Economie

Le conseil constitutionnel, et la sanction de la politique des apparences

2 janvier 20130
Le conseil constitutionnel, et la sanction de la politique des apparences 5.00/5 1 votes

Publié le : 31 décembre 2012

Source : comite-valmy.org

La mesure considérée comme l’une des plus emblématiques des promesses de François Hollande dans le domaine fiscal, la fameuse « super-tranche » de 75% pour les revenus de plus de 1 millions d’euros, a été rejetée le samedi 29 décembre par le Conseil Constitutionnel[1]. Ce faisant, ce dernier a simplement sanctionné sur la forme un texte mal écrit[2]. En effet, le Conseil rappelle dans ses attendus que le droit fiscal ne connaît pas des « personnes » mais des « ménages », et qu’introduire une distinction entre ces deux catégories porterait atteinte à l’égalité de tous devant l’impôt. Ce n’est donc pas une censure politique, comme on voulu le faire croire des politiques tant de droite que de gauche. Mais, le fait est cependant très significatif de la manière dont les décisions sont prises, ou ne sont pas prises, par le gouvernement.

Une calamiteuse chaîne d’incompétences.

Rappelons les faits : dans la campagne du premier tour de l’élection présidentielle, François Hollande, sentant monter la côte de popularité du candidat du Front de Gauche, Jean-Luc Mélenchon, cherche une mesure emblématique pour ancrer sa candidature à gauche. D’où l’idée de cette super-tranche, qu’il impose sans discussion à son entourage lors d’un passage sur TF-1 le 27 février 2012. Il s’agit d’une mesure essentiellement symbolique, dont les recettes fiscales sont par ailleurs limitées. Mais, en raison justement de sa dimension symbolique, elle devient emblématique du programme d’un candidat qui prétend revenir à plus de justice fiscale et affronter la « finance ». Cette mesure n’est de plus en rien confiscatoire quoi qu’en disent les raminagrobis de l’argent facile.

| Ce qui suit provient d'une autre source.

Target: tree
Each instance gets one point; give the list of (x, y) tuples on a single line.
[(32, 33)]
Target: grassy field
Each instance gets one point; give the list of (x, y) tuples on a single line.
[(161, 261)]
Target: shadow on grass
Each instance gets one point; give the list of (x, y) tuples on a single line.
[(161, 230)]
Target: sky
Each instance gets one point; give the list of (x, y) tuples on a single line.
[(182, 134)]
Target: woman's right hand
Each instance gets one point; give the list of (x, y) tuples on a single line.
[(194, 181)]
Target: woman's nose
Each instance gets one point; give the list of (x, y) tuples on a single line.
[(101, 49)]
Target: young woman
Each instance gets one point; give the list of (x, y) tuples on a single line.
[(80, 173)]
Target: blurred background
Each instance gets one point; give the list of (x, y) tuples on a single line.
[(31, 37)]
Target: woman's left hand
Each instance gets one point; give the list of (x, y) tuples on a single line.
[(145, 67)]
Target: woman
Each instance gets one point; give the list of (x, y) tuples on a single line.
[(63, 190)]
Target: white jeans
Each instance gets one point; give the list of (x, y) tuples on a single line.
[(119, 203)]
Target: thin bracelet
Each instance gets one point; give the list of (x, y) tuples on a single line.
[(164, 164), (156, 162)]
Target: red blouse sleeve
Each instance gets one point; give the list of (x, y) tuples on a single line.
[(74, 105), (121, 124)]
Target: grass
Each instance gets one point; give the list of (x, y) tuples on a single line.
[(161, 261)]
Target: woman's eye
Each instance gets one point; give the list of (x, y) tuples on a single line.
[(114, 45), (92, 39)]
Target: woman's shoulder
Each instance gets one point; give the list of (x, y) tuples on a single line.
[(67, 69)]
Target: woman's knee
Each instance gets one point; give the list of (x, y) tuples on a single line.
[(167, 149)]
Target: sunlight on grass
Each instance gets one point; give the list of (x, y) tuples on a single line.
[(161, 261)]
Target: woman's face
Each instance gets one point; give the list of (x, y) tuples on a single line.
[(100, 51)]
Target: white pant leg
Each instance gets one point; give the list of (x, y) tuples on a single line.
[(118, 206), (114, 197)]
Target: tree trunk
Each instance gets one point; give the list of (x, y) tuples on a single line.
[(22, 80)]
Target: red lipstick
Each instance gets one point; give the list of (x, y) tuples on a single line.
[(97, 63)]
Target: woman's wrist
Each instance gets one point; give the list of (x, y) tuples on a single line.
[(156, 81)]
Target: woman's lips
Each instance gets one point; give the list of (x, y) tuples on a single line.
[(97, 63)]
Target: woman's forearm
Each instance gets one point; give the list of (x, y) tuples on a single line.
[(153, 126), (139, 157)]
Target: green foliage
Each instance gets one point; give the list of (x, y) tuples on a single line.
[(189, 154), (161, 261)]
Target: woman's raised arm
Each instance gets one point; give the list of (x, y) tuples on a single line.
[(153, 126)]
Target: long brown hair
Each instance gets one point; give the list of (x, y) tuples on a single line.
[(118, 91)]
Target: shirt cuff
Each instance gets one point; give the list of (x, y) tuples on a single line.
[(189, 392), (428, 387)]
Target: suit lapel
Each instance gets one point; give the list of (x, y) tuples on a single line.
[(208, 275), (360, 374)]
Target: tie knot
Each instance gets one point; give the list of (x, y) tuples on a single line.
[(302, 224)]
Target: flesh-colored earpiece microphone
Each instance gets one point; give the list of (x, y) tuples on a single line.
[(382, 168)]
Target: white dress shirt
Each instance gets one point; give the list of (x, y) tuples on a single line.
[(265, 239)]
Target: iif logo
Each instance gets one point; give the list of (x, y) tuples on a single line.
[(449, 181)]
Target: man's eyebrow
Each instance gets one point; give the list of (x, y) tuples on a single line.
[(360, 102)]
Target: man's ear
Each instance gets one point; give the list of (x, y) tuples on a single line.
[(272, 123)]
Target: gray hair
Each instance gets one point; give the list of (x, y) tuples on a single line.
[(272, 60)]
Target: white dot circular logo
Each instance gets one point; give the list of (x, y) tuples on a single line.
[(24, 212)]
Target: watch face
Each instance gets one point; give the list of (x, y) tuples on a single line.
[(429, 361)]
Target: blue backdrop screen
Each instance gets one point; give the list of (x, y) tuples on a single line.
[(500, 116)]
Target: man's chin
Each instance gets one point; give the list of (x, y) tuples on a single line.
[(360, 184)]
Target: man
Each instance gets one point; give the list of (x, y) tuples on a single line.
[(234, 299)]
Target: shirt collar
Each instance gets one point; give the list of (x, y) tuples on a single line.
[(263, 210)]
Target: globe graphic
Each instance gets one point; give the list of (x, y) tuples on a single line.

François Hollande élu Président, il faut appliquer la mesure. Et c’est là où tout se complique. Normalement le Ministre de l’Économie et des Finances, voire le Ministre du Budget, est chargé de l’affaire ; il repasse alors le bébé à son chef de cabinet, qui lui-même désigne un des énarques du dit cabinet pour écrire le texte. Or, il se fait que la personne en charge de ce texte ignore les principes même du droit fiscal français et commet un texte qui est sur la forme irrecevable. Ce texte passe inchangé lors des vérifications juridiques d’usage, ce qui au passage montre tout le sérieux avec lequel elles sont faites, et aboutit dans la loi de finances sans que personne ne s’en s’émeuve. Le scandaleux en l’occurrence n’est pas la censure du Conseil Constitutionnel mais la chaîne d’incompétences qui a permis à ce texte d’arriver en l’état sur la table du Conseil Constitutionnel. Elle en dit long sur le professionnalisme des membres des cabinets ministériels, plus empressés à satisfaire leurs maîtres politiques, et à construire leurs carrières, qu’à concourir au bien public et à servir l’État.

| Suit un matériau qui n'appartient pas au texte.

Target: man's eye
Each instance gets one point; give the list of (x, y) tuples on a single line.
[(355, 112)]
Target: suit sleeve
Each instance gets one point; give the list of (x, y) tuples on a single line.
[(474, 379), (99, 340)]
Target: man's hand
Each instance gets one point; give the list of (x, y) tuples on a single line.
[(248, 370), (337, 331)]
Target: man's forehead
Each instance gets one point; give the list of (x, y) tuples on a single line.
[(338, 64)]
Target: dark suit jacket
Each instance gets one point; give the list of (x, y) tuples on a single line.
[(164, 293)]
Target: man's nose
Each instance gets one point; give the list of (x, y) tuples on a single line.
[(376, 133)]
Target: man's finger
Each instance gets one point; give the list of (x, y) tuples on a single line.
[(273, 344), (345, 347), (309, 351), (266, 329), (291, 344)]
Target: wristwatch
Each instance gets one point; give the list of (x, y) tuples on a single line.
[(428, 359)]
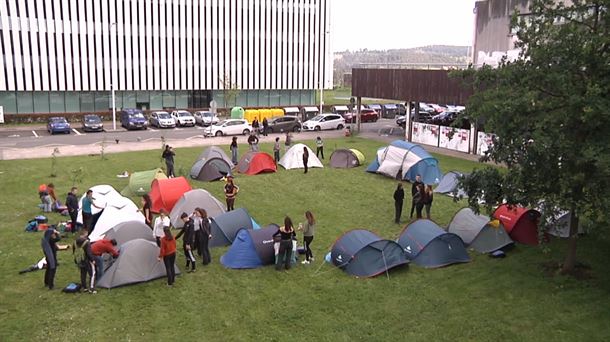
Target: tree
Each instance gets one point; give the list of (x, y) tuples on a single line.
[(549, 110)]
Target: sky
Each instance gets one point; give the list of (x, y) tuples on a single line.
[(391, 24)]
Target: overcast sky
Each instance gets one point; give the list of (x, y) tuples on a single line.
[(390, 24)]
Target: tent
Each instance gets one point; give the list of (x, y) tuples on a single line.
[(520, 223), (196, 198), (225, 226), (251, 249), (253, 163), (212, 164), (293, 158), (344, 158), (139, 182), (129, 230), (428, 245), (137, 263), (120, 211), (164, 193), (449, 185), (361, 253), (478, 231), (405, 160)]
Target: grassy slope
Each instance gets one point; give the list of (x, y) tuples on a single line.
[(486, 299)]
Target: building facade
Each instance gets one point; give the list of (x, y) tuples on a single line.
[(64, 56)]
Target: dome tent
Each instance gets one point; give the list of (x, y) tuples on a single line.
[(478, 232), (428, 245), (362, 253)]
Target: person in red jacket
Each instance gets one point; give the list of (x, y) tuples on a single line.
[(168, 253), (98, 248)]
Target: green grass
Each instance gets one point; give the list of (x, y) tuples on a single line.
[(485, 300)]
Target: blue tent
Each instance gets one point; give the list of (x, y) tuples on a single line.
[(405, 160), (428, 245), (361, 253)]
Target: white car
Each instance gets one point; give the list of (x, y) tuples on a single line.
[(229, 127), (324, 121), (205, 118), (162, 119), (183, 118)]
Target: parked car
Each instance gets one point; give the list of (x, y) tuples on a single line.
[(366, 115), (284, 124), (324, 121), (205, 118), (92, 123), (133, 119), (162, 120), (183, 118), (229, 127), (58, 124)]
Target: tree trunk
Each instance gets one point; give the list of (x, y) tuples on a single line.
[(570, 260)]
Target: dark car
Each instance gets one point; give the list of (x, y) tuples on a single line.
[(92, 123), (58, 124), (282, 124), (133, 119)]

Les apparences et la substance.

Mais, cette lamentable histoire illustre aussi le refus de François Hollande de se livrer à une grande réforme fiscale rétablissant un peu de logique dans un système qui s’est construit par empilements successifs de mesures parfois contradictoires. Il y a maintenant près de deux ans, en janvier 2011, Thomas Picketty et ses collègues Camille Landais et Emmanuel Saez publiaient Pour une Révolution fiscale[3]. On peut discuter des thèses de cet ouvrage, et je ne suis pas convaincu par tout ce qu’avance mon collègue à l’EHESS. Mais on ne peut dénier un effort pour repenser la fiscalité française dans sa globalité. François Hollande eut-il voulu faire cette réforme, qui s’avère aujourd’hui de plus en plus indispensable, qu’il avait à sa disposition une base de travail bien élaborée. Mais, de faire cette réforme fiscale, il s’est bien gardé.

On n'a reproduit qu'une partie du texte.